What is logging levels?

I know transports are the places where I want to keep my logs but I don't understand what is the level of logging? I have the following code to create a logger with multiple means of transport.

const logger = winston.createLogger({
  format: winston.format.json(),
  transports: [
    new winston.transports.File({ filename: 'logs/error.log', level: 'error' }),
    new winston.transports.File({ filename: 'logs/info.log', level: 'info' }),
  ],
})

When I want to log, logger.log('error', err), it logs in both info.log and error.log files. Why is this happening? Can somebody explain the idea of levels in logging, please?

Upvotes: 0

Views: 1809

Answers (1)

Elliot Nelson
Elliot Nelson

Reputation: 11557

Geno's comment is correct; in pretty much all logging platforms (winston, log4js, etc.), the log level represents the maximum level of error to print.
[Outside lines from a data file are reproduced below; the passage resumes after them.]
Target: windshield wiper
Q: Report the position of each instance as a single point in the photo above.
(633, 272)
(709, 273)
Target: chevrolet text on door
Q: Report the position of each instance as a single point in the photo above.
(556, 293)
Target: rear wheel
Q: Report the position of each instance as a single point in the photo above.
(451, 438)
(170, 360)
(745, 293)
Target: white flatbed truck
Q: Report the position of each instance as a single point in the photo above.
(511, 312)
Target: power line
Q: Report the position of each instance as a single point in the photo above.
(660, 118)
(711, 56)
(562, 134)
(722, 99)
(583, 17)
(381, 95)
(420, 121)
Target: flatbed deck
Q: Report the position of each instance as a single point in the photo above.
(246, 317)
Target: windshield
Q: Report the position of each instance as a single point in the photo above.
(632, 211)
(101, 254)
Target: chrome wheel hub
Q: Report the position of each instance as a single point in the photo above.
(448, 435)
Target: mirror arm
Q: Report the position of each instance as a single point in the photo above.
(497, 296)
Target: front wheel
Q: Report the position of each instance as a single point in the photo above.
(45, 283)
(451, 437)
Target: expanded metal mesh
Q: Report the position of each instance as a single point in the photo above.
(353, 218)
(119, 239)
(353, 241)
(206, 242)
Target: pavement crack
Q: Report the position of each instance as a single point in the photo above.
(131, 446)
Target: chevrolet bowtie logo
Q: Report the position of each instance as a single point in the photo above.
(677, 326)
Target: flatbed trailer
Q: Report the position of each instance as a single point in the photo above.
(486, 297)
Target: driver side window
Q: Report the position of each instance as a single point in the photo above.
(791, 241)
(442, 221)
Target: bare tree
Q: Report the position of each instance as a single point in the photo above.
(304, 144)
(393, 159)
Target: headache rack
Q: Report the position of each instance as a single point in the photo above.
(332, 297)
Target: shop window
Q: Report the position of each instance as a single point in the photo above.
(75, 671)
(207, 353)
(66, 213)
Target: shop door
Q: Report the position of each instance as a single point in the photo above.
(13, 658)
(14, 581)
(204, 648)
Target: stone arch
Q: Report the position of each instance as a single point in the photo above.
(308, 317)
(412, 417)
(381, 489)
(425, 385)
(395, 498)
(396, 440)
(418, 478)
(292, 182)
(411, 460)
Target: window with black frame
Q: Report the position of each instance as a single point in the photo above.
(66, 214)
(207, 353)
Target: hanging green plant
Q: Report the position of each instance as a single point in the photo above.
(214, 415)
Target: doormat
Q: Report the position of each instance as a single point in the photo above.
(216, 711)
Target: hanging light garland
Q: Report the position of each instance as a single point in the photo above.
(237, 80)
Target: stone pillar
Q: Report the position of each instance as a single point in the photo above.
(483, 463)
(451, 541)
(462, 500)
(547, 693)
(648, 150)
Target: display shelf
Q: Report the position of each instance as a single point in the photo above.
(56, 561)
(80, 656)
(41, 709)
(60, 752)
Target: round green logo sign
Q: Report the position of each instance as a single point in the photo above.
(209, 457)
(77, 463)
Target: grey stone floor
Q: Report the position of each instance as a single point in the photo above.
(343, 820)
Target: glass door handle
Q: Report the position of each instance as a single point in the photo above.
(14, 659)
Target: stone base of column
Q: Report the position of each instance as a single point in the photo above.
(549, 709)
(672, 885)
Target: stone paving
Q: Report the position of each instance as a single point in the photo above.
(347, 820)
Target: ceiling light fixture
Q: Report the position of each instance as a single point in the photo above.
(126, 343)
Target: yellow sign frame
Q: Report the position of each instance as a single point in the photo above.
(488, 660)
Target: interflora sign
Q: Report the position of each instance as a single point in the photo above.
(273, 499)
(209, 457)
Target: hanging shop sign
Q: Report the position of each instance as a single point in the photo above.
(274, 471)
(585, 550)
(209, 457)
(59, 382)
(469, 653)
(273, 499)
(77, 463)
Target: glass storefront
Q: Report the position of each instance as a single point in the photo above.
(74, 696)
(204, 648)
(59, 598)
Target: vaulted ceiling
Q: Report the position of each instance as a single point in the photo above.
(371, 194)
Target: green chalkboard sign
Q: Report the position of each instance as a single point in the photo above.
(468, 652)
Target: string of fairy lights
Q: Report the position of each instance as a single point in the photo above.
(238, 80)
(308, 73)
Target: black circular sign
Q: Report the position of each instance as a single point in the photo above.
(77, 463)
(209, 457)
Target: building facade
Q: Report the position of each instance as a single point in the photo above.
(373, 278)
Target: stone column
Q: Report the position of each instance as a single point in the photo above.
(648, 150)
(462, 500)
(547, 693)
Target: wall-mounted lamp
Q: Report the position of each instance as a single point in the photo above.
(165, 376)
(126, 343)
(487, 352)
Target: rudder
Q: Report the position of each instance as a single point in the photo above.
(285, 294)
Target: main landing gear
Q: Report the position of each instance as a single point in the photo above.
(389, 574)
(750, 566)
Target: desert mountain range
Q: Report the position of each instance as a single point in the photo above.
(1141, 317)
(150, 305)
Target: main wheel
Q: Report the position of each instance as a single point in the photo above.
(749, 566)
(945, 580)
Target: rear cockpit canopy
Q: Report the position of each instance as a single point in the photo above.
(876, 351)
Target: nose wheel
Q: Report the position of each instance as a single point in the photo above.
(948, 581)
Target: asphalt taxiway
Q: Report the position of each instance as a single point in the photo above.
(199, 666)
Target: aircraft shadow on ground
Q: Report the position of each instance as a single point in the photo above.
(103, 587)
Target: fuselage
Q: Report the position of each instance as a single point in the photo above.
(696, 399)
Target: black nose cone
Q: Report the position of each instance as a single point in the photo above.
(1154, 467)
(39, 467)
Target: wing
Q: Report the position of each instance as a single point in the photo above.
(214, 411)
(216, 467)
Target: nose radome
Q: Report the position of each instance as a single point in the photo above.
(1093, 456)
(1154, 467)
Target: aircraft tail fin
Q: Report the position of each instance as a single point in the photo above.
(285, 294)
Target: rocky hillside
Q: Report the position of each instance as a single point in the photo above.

Setting log level to ERROR means "only print FATAL and ERROR messages".

Setting log level to INFO means "print FATAL, ERROR, WARN, and INFO messages".

There is no way (in Winston, at least, but I think it's generally true across the board) to specify a log transport that only carries INFO messages and not ERROR messages. This is by design.

When you set a log level, you are actually specifying a level of detail - FATAL is the least detailed logging, DEBUG is the most detailed logging. It wouldn't make sense to ask for more detail, and then have fatal errors disappear from the log. That is why every error level also includes all messages from levels "below" it.